Cancer can hurt your ability to sleep
Even healthy people have occasional problems with sleeping. However, the likelihood of this issue is greater for cancer patients. There are several reasons for this, including stress and side effects from cancer therapy, which may include pain and gastrointestinal disturbance. Also, the malignancy itself can disrupt sleep if it causes pain, fever or breathing difficulties.
If you are ever admitted to the hospital, the unfamiliar and noisy environment may also make it hard to sleep.
Don’t take it lying down!
Just because you’re sick doesn’t mean that you have to accept sleep problems as the new normal. If you have a hard time getting rest, discuss your issues with your medical team. They all know how important sleep is to your health, and they want to make sure you are as fit and comfortable as you can be.
You may have to undergo a physical exam and health history assessment. Experts from the American Society of Clinical Oncology suggest that it may be helpful to keep a sleep diary. In here, you can write down descriptions of your sleep problems, activity patterns around bedtime and events that kept you awake. Sharing this with your medical team may help them determine what is bothering you, and what can be done to fix it.

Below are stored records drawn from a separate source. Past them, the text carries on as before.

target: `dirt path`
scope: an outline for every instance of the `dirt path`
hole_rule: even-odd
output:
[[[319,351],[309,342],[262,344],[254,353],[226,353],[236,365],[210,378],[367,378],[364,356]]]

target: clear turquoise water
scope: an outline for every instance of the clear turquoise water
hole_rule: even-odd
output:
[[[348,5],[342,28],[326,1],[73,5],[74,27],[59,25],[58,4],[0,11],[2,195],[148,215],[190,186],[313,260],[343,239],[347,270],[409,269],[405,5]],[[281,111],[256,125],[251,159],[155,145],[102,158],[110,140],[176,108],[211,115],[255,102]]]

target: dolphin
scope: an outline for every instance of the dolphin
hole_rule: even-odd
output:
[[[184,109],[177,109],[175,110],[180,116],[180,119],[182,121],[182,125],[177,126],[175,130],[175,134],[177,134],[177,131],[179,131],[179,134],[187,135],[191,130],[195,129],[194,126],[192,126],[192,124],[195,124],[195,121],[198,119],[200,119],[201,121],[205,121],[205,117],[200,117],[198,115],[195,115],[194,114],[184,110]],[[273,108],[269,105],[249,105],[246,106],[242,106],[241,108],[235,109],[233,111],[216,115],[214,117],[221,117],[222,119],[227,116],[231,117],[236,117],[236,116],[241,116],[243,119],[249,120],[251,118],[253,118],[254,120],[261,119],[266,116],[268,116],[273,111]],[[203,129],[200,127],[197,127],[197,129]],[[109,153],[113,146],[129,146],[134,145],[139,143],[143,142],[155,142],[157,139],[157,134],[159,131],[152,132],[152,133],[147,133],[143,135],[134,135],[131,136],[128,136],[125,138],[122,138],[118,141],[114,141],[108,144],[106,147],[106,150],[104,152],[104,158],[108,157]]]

Meanwhile, the American Cancer Society has several tips to promote a good night’s sleep:
- Try to exercise once a day, preferably two to three hours before bedtime.
- Avoid caffeine six to eight hours before bedtime. Also, don’t drink anything with alcohol late at night. Instead, choose warm, caffeine-free beverages.
- Keep your bedsheets clean and wrinkle-free for maximum comfort.
- Rest at the same time every night so your body forms a habit.
- Make sure to sleep in the same quiet and peaceful environment every night.
Caregivers can be helpful, too, by:
- Keeping the room quiet.
- Offering gentle massages before bedtime.
- Preparing a light bedtime snack.
- Discussing any problems they observe with your doctor.